It’s time to make the abortion pill available through telehealth
Ta few years ago this month, the Food and Drug Administration approved a drug destined to become known as the abortion pill. Mifepristone, then called RU486, would change everything about abortion – it would expand access and remove stigma.
I remember devouring the news because this little pill would give women reproductive autonomy and allow them to control whether and when they have children. At the time, I was just starting my doctorate. in public health. The news inspired and elated me, and I knew the abortion pill was what I wanted to focus my career on.
Medical abortion is a safe and effective alternative to procedural abortion. This involves taking two prescribed medications, mifepristone followed by misoprostol, to terminate a pregnancy that is no longer than 11 weeks along.
Fast forward to today. Many of the barriers to abortion that existed in September 2000 still exist today. Almost 90% of American countries do not have an abortion provider, and my research has shown that 27 big cities are “abortion deserts” where residents must travel 100 miles or more to reach an abortion provider.
The introduction of the abortion pill didn’t have the effect I hoped for, in part because the FDA put in place a strict set of rules known as risk assessment and mitigation strategy (REMS) on mifepristone. Among these restrictions is the requirement that mifepristone be dispensed in a clinic, doctor’s office or hospital, effectively prohibiting clinicians from prescribing it during a telehealth visit. In addition to these FDA restrictions, 19 states specifically prohibit the provision of the abortion pill via telehealth for purely political reasons.
As a public health scientist and abortion safety expert, I know these restrictions are outdated and medically unnecessary. Over the past 20 years, nearly 4 million pregnant women in the United States have used these two drugs to terminate their pregnancies. In a study that my colleagues and I conducted among more than 11,000 people who have had medical abortions, the rate of safety was more than 99%.
No matter where patients get the pills, they will almost certainly take them at home. In other words, receiving a prescribed pill in person by a doctor at a clinic rather than getting it from a pharmacy or in the mail makes it more or less likely that a patient will need emergency care. .
Medical abortion is easily administered via telehealth. In the context of Covid-19, social distancing and increasingly scarce medical services make it essential that state and federal governments set aside policy to allow patients to access abortion care through telehealth, instead of trying to further restrict abortion care.

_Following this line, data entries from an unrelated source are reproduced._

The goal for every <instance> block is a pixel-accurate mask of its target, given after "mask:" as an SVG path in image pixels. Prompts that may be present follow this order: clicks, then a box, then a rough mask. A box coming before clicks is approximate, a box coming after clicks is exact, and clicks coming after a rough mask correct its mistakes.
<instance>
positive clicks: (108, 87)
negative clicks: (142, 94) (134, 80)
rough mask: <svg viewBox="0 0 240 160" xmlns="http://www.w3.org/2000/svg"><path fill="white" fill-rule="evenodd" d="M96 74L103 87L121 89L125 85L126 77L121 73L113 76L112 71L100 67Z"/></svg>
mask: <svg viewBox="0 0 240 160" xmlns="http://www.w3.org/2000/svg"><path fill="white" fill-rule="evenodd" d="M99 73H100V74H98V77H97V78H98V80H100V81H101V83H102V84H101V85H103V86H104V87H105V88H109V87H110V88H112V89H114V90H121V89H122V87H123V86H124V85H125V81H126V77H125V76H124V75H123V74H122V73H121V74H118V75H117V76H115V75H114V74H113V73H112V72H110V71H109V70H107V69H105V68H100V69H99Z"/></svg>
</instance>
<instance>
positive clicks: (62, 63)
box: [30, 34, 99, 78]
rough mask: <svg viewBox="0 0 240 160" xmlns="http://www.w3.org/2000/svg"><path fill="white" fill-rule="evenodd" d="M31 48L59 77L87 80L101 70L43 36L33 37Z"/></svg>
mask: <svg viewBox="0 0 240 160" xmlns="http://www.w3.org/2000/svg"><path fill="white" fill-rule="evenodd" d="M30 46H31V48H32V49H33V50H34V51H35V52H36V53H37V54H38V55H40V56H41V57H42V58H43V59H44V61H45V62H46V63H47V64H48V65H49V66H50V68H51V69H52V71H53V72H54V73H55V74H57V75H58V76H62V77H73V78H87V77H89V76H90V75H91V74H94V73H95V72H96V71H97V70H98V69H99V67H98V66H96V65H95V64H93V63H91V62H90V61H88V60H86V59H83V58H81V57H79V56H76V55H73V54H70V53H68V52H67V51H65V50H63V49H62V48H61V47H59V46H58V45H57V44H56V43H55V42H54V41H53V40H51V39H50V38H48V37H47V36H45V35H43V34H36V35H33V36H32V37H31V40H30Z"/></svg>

The abortion restrictions that were in place before Covid-19 mean that some states have only one abortion provider and if that provider – or clinic staff – needs to self-quarantine, patients have even fewer options. For many patients, delaying an abortion may mean not having one at all. In the midst of a pandemic, these restrictions put lives at risk as patients still have to travel long distances to get to a clinic.
In July, a federal judge ruled that the in-person requirements for medical abortion are a significant obstacle during the pandemic and are unconstitutional. In states where the practice is not specifically prohibited, a clinician can now prescribe the abortion pill via telehealth and drugs can be delivered by mail, but only temporarily.
This is a step in the right direction, but it is time to definitively lift the medically unwarranted risk assessment and mitigation strategy. Clinic-to-clinic telehealth programs exist in some states, but even so, they require patients to go to a clinic for tests and to get the pills. The only home telehealth program for abortion is a study currently underway in 11 states with FDA approval.
But even with this program, in which patients have a telehealth consultation and can then receive abortion pills in the mail, this model still requires them to get an ultrasound from a clinic to confirm the pregnancy is within gestational time. which can be difficult. under current conditions and is not required for abortion care. Evidence has shown that calculating gestation based on the known date of a patient’s last menstrual period is very accurate for dating pregnancies.
Telehealth for abortion extends access to underserved areas, including rural areas where there are no providers. Telehealth can contribute to patient-centered care by providing an additional choice that meets patients’ needs for convenience and privacy. While telehealth allows for an abortion earlier, it can make abortion safer by moving all medical abortions earlier in the pregnancy.
Ensuring that people can have abortions as soon as possible may not seem urgent in light of the Covid-19 pandemic. But delayed abortion care can prevent people from wanting abortions, radically changing their life trajectories.
It is more urgent than ever that policymakers at the federal and state levels stop blocking access to mifepristone telehealth and start prioritizing science and public safety over politics.
Ushma D. Upadhyay is Associate Professor in the Advancing New Standards in Reproductive Health Program in the Department of Obstetrics, Gynecology and Reproductive Sciences at the University of California at San Francisco, and Director of Research at the Global Health Institute at the University of California. Center of Expertise on Health, Gender and Women’s Empowerment.